Published 02 Oct.2025 09:05(KST)
The Credit Guarantee Fund announced on October 2 that it has successfully completed the issuance of overseas bonds worth 300 million US dollars.
This marks the fifth overseas bond issuance by the Credit Guarantee Fund, and the institution stated that it achieved its best-ever results in both interest rate conditions and investor demand.
After recently analyzing market demand, the Credit Guarantee Fund issued floating-rate bonds, which are preferred by investors, and significantly lowered the funding interest rate. When converted to a fixed-rate bond, the funding cost is equivalent to the three-year US Treasury yield plus 40 basis points (1bp = 0.01 percentage points), which is the lowest level ever, compared to 120 basis points in 2023 and 75 basis points in 2024.
Notably, the Credit Guarantee Fund held its first-ever investor relations session in the Middle East, attracting local policy banks and top-tier investment institutions, thereby expanding its global investor base. As a result, the bond issuance attracted orders totaling 3.16 billion US dollars, the largest in its overseas issuance history.
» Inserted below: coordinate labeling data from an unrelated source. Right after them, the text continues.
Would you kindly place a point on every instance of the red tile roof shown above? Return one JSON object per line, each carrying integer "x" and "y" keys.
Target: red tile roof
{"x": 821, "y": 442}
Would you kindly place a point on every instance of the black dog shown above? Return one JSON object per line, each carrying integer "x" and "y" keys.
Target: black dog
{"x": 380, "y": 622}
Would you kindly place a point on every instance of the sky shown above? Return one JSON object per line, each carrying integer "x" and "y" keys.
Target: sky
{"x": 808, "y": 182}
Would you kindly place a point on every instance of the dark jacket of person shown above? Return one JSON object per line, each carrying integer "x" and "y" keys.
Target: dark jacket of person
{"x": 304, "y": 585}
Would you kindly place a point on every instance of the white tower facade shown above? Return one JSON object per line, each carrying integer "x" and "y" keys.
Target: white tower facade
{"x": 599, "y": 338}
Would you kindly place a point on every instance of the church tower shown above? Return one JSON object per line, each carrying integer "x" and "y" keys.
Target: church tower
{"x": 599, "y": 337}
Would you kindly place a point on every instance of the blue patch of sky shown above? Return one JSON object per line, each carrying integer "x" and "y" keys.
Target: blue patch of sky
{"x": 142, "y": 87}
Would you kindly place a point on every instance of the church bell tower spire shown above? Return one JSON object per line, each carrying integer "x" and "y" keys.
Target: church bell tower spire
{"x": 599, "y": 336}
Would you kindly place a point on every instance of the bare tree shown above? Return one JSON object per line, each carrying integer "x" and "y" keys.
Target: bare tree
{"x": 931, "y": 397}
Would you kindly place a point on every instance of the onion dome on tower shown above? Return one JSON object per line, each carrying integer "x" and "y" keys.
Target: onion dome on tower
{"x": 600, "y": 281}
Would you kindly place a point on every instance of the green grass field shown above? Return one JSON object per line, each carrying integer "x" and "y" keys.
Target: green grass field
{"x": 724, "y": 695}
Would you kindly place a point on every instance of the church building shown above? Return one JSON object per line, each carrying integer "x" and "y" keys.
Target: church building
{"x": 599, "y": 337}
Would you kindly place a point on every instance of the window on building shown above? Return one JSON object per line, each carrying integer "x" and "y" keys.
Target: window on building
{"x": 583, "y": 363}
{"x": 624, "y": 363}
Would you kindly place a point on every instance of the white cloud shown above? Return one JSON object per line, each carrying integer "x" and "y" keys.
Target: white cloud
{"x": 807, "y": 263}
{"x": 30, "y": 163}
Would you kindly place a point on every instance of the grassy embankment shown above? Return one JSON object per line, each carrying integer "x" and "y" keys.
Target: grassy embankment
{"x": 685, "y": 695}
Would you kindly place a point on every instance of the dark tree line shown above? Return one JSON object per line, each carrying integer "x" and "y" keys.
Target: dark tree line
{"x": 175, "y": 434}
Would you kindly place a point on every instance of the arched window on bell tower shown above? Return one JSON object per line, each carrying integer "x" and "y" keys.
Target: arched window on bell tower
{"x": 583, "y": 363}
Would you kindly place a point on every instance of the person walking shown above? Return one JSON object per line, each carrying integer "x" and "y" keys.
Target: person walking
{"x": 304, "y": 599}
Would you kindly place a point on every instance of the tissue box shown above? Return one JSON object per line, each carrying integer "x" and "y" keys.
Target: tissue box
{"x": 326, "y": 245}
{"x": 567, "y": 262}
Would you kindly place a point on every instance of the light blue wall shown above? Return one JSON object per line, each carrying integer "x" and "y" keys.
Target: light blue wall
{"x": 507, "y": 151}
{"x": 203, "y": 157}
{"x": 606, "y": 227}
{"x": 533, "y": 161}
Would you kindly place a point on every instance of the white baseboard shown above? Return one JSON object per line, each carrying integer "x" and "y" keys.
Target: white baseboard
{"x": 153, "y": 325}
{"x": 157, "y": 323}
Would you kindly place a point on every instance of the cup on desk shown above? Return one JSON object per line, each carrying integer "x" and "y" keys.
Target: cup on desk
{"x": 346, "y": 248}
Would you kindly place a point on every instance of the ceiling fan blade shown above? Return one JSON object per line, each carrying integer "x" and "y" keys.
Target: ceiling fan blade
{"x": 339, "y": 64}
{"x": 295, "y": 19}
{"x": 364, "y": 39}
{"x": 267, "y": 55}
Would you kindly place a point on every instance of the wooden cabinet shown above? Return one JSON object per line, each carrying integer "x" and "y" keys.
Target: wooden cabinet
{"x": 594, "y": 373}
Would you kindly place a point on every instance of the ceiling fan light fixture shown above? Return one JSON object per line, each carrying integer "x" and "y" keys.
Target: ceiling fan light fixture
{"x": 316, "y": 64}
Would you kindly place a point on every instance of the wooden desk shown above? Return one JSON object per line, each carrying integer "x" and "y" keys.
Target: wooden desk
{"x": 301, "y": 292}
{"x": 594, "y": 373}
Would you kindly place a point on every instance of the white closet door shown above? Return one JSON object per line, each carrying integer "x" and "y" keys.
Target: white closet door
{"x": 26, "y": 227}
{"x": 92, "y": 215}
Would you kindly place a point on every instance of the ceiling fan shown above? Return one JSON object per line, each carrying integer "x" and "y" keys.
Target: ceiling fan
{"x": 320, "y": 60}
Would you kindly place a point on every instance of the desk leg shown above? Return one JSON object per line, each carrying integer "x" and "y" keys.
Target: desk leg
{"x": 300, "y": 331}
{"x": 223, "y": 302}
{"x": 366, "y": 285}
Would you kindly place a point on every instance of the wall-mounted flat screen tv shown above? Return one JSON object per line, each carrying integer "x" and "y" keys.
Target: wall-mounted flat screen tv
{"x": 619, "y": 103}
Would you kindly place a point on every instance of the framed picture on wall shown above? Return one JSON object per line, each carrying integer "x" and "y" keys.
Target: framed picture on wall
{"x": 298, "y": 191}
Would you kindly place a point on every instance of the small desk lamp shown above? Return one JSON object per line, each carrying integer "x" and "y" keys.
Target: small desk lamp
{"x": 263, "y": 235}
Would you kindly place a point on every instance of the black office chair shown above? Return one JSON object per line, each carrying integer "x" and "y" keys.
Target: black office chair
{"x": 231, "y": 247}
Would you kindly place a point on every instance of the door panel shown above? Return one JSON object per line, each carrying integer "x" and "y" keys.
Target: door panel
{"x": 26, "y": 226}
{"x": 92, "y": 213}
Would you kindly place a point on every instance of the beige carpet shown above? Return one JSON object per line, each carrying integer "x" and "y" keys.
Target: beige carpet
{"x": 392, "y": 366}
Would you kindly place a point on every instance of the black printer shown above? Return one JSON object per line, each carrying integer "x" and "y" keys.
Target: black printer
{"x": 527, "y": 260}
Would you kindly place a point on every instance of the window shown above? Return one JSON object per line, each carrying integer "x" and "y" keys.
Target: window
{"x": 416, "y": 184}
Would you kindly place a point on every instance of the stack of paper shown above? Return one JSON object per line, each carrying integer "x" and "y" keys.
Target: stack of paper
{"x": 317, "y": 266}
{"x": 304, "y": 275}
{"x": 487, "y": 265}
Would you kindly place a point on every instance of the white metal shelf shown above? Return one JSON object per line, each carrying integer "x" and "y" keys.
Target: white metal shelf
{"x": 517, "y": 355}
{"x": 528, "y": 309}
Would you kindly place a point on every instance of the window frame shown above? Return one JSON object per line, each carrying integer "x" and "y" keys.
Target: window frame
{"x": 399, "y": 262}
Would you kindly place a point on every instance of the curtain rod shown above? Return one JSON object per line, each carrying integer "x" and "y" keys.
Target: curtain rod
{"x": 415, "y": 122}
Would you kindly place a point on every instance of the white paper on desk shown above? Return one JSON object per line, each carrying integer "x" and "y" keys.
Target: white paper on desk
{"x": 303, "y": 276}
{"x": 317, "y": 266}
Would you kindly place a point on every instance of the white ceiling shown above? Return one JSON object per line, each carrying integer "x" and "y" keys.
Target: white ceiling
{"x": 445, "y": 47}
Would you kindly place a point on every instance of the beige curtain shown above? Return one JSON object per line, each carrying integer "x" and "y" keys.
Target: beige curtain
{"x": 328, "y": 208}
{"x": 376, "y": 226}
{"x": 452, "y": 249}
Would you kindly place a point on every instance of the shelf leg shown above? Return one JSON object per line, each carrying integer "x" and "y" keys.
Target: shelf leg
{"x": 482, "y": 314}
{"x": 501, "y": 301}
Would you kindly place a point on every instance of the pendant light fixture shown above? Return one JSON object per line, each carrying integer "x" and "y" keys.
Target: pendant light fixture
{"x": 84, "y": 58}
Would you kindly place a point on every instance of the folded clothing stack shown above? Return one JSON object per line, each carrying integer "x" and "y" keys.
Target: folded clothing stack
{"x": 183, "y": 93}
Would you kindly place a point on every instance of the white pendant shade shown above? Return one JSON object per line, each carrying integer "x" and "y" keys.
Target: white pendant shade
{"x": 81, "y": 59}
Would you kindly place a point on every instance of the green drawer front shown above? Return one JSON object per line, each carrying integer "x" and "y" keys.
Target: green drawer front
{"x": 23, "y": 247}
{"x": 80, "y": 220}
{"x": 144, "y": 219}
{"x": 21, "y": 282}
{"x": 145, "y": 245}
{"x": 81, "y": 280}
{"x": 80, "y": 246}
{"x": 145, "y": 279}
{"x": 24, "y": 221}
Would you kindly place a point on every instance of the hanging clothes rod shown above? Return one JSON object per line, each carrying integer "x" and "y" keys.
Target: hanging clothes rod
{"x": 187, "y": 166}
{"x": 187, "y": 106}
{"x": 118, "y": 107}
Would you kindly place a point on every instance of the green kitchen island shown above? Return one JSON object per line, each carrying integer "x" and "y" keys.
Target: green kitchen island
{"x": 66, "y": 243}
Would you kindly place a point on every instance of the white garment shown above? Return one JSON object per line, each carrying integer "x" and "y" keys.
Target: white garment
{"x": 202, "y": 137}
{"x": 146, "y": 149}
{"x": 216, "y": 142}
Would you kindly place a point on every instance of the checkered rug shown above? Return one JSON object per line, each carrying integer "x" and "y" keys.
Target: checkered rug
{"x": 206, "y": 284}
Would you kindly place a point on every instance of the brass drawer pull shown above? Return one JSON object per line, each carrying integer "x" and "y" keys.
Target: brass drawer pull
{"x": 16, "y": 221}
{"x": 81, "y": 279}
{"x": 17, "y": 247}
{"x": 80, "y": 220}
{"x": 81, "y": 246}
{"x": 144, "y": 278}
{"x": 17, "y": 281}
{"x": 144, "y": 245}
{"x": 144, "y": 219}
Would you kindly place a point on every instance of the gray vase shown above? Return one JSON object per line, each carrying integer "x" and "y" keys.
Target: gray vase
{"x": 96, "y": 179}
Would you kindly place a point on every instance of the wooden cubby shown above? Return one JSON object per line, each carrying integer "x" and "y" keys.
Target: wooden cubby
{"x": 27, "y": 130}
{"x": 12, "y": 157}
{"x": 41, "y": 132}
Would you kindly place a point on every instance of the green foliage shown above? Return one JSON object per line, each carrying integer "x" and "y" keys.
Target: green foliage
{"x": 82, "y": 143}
The interest rate for this issuance is about 16.2 basis points lower than domestic funding, and the reduced funding cost is expected to help lower financing expenses for small and medium-sized enterprises as well as mid-sized companies.
A Credit Guarantee Fund official stated, "Despite challenging external conditions, we were able to issue bonds at lower rates than in the domestic market thanks to our accumulated experience and expertise. Going forward, the Credit Guarantee Fund will continue to prioritize easing interest burdens for companies and will strive to achieve further successful overseas issuances."